Tools like emulators, rooting, jailbreaking, FRIDA, app tampering, VPNs, and GPS spoofing can all be used to reset devices. A recent study at Incognia revealed that 1% of the user base on the courier app side of food delivery services employs some type of app tampering techniques to bypass fraud prevention strategies.

These tools enable tampering with the data collected from the OS to form a device fingerprint. With different data, the fingerprints will also differ. Just like changing the whorls and patterns of your physical fingerprint would make it impossible to get a match on your identity, these tampering tools help fraudsters hide who they really are.

To address this, Incognia’s Location Fingerprint includes comprehensive fallback strategies to detect the use of those tools and flag compromised devices, identifying them as a higher fraud risk before they get a chance to wreak havoc on the platform.

The most reliable and advanced fraud prevention systems leverage multiple data points and behavioral patterns to detect and prevent fraud, and Incognia’s solution is no exception.

Build vs. buy: the advantage of using existing solutions

With so many criteria to consider, opting to integrate an existing fraud prevention solution with a robust device fingerprint capability can provide substantial efficiency gains. Established solutions have undergone years of refinement, offering battle-tested efficacy and performance. Solutions built in-house, however, might not have the same collaborative benefits as existing ones.

For example, adopting proven solutions often grants access to a more extensive user base network, enabling the detection of various user behaviors and data-driven insights from across the network that enhance fraud detection capabilities. Collective intelligence can significantly improve the reliability and accuracy of a solution by giving developers much more data to work with.

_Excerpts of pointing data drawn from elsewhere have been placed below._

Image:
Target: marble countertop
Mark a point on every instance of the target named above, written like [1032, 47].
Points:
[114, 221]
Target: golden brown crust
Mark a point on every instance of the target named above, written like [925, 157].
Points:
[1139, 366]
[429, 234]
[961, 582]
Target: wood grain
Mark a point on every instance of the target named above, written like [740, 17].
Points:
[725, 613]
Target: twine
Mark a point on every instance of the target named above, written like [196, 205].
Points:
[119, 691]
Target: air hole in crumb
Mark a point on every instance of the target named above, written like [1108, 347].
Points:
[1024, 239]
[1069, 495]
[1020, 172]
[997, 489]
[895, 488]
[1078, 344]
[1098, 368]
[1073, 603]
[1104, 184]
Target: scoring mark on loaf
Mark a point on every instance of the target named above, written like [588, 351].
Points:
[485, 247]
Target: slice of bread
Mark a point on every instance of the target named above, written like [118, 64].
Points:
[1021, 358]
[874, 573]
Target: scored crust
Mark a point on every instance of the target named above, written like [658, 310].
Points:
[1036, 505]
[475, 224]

For a better idea of what that looks like in the real world, think about this build vs buy example. Leveraging location as a proxy for identity and a crucial layer in detecting systematic behavior can be a powerful alternative to traditional device fingerprinting. Incognia's highly precise and spoof-resistant location-based device fingerprint enables efficient identification of potential problems with minimal false positives. Our solution has been in development for twelve years, meaning we’ve had plenty of opportunities to refine it and respond to developing fraudster tactics as well as customer feedback.

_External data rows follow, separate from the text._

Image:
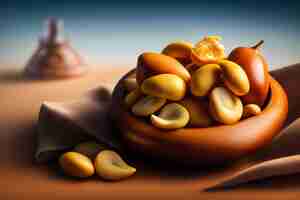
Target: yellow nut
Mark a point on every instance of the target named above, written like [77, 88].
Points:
[199, 115]
[147, 105]
[132, 97]
[204, 79]
[76, 165]
[180, 50]
[168, 86]
[89, 149]
[224, 106]
[251, 110]
[208, 50]
[172, 116]
[130, 84]
[110, 166]
[235, 78]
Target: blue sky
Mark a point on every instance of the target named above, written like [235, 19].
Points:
[116, 32]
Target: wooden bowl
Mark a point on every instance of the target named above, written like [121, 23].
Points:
[201, 146]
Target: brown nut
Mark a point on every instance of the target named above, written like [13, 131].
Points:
[224, 106]
[251, 110]
[167, 86]
[110, 166]
[130, 84]
[172, 116]
[180, 50]
[147, 105]
[204, 79]
[235, 78]
[89, 149]
[132, 97]
[76, 165]
[199, 115]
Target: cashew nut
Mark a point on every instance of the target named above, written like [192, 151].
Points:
[204, 79]
[147, 105]
[167, 86]
[76, 164]
[110, 166]
[251, 110]
[199, 116]
[130, 84]
[235, 78]
[132, 97]
[89, 149]
[172, 116]
[224, 106]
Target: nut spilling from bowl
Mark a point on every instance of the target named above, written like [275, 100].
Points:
[197, 86]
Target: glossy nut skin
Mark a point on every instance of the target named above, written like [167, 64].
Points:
[235, 78]
[110, 166]
[76, 165]
[147, 105]
[180, 50]
[204, 79]
[199, 115]
[224, 106]
[210, 146]
[130, 84]
[168, 86]
[150, 64]
[251, 110]
[132, 97]
[171, 116]
[89, 149]
[256, 69]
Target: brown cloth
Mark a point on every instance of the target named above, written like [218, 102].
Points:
[63, 125]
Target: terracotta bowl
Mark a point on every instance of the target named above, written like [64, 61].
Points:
[201, 146]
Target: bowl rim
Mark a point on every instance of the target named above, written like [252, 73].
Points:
[213, 139]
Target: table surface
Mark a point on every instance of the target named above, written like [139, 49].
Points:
[21, 177]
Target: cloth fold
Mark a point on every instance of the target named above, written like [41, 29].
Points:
[63, 125]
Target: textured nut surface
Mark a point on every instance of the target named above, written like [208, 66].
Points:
[208, 50]
[235, 78]
[89, 149]
[172, 116]
[204, 79]
[168, 86]
[147, 105]
[130, 84]
[180, 50]
[110, 166]
[132, 97]
[198, 109]
[224, 106]
[251, 110]
[150, 64]
[76, 165]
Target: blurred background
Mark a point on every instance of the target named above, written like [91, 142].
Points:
[114, 33]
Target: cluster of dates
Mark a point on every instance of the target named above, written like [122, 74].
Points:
[197, 86]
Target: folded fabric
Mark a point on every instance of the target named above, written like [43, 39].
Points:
[63, 125]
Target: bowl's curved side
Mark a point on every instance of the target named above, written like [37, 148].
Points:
[202, 145]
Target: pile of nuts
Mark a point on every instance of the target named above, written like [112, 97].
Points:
[90, 157]
[196, 85]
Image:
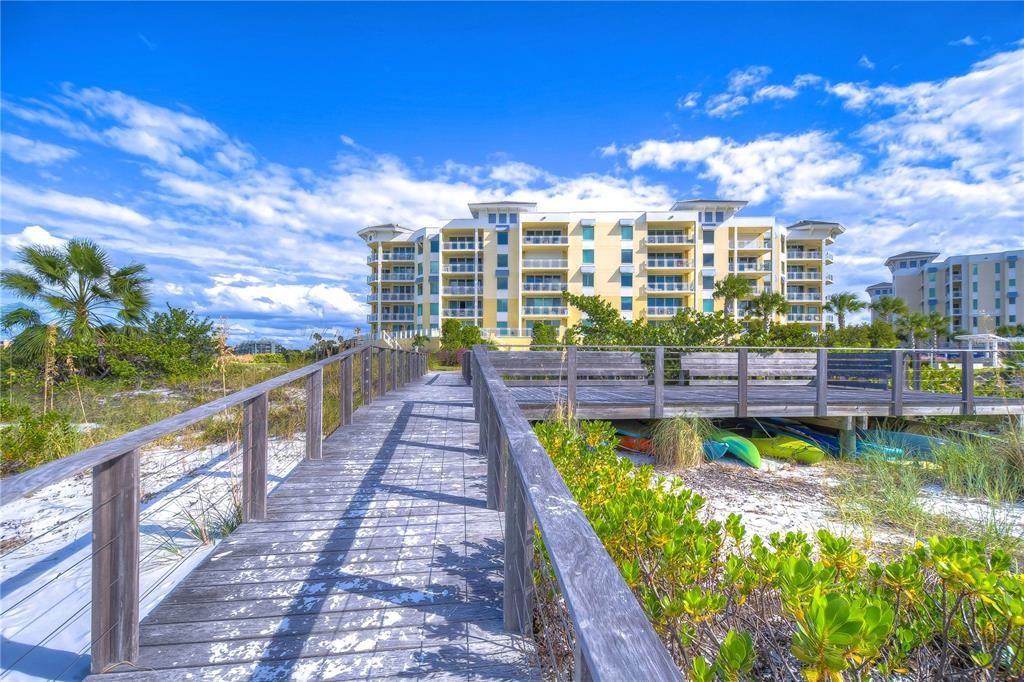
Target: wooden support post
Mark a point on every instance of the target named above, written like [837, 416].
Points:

On the other hand, building a custom fraud prevention solution in-house offers the allure of tailored functionality and seamless integration with existing systems. Companies can fine-tune the technology to meet specific requirements and retain full control over its development.

The major drawback of this path, though, is that it demands significant investment in time, skilled expertise, resources, ongoing maintenance, and in iterating through learning. Moreover, it may pull people away from core business goals and delay time-to-market. At the end of the day, stakeholders have to ask themselves whether a fully customizable solution is worth diverting that much blood from the beating heart of their business.

The hybrid approach to device ID and fraud prevention solutions

As with most “either-or” debates, the ideal approach often lies in a well-balanced compromise between building and buying. Companies can leverage existing solutions as a robust foundation while developing in-house tools and rules on top that cater to specific requirements. This hybrid strategy provides the advantages of efficiency and expertise combined with the flexibility of customization.

With all this in mind, it’s also important to acknowledge whether you decide to build in-house, implement proven solutions, or adopt a hybrid approach, the path to empowering fraud prevention begins with informed decision-making. Organizations can make informed choices tailored to their unique needs by understanding the limitations of standard OS device IDs and their intended purposes and weighing the benefits of in-house development against the efficiency and expertise offered by existing solutions.

Not all device IDs are created equal. In the ever-evolving realm of fraud, striking the right balance between convenience and effectiveness is key to a successful fraud prevention strategy.